Simulations of the Nuclear Recoil Head-Tail Signature in Gases Relevant to Directional Dark Matter Searches

TL;DR

This paper presents detailed simulations of the head-tail effect in nuclear recoil tracks within gases, crucial for directional dark matter detection, revealing the influence of stopping power and range straggling on track asymmetry.

Contribution

First detailed simulation study of the head-tail effect in gases relevant to directional dark matter searches, combining SRIM and Monte Carlo methods.

Findings

Head-tail asymmetry exists in nuclear recoil tracks.

Magnitude of asymmetry is influenced by stopping power and range straggling.

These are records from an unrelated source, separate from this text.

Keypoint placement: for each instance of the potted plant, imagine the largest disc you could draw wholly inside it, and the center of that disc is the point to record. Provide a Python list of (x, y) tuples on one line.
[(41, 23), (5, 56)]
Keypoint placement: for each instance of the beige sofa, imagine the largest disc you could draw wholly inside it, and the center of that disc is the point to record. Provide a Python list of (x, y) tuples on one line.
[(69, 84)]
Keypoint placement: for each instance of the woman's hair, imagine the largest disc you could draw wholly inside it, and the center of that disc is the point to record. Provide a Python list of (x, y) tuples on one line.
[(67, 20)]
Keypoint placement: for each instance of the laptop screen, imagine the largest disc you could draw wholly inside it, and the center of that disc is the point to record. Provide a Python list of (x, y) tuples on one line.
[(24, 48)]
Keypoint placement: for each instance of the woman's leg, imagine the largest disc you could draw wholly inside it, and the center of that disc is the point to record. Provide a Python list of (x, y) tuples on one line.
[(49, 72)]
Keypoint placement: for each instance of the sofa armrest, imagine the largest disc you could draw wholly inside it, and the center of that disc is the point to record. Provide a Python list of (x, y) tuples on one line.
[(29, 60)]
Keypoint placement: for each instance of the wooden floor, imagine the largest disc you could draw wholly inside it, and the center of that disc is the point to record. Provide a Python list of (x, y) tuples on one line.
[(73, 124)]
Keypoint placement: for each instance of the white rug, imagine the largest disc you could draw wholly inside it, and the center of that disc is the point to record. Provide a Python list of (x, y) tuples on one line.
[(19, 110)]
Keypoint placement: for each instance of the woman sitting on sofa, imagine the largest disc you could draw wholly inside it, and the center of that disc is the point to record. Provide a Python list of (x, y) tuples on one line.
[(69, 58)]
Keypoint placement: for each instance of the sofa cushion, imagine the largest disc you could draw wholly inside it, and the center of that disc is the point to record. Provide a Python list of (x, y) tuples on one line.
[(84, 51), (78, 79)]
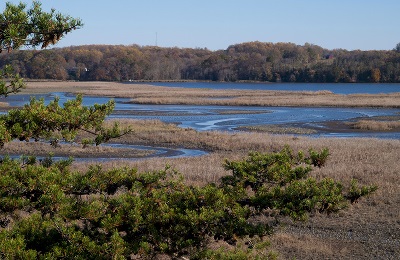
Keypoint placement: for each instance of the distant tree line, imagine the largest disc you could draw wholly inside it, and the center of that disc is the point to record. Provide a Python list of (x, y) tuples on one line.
[(252, 61)]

Results inform detector design for dark matter experiments.

Abstract

We present the first detailed simulations of the head-tail effect relevant to directional Dark Matter searches. Investigations of the location of the majority of the ionization charge as being either at the beginning half (tail) or at the end half (head) of the nuclear recoil track were performed for carbon and sulphur recoils in 40 Torr negative ion carbon disulfide and for fluorine recoils in 100 Torr carbon tetrafluoride. The SRIM simulation program was used, together with a purpose-written Monte Carlo generator, to model production of ionizing pairs, diffusion and basic readout geometries relevant to potential real detector scenarios, such as under development for the DRIFT experiment. The results clearly indicate the existence of a head-tail track asymmetry but with a magnitude critically influenced by two competing factors: the nature of the stopping power and details of the range straggling. The former tends to result in the tail being greater than the head and the latter the reverse.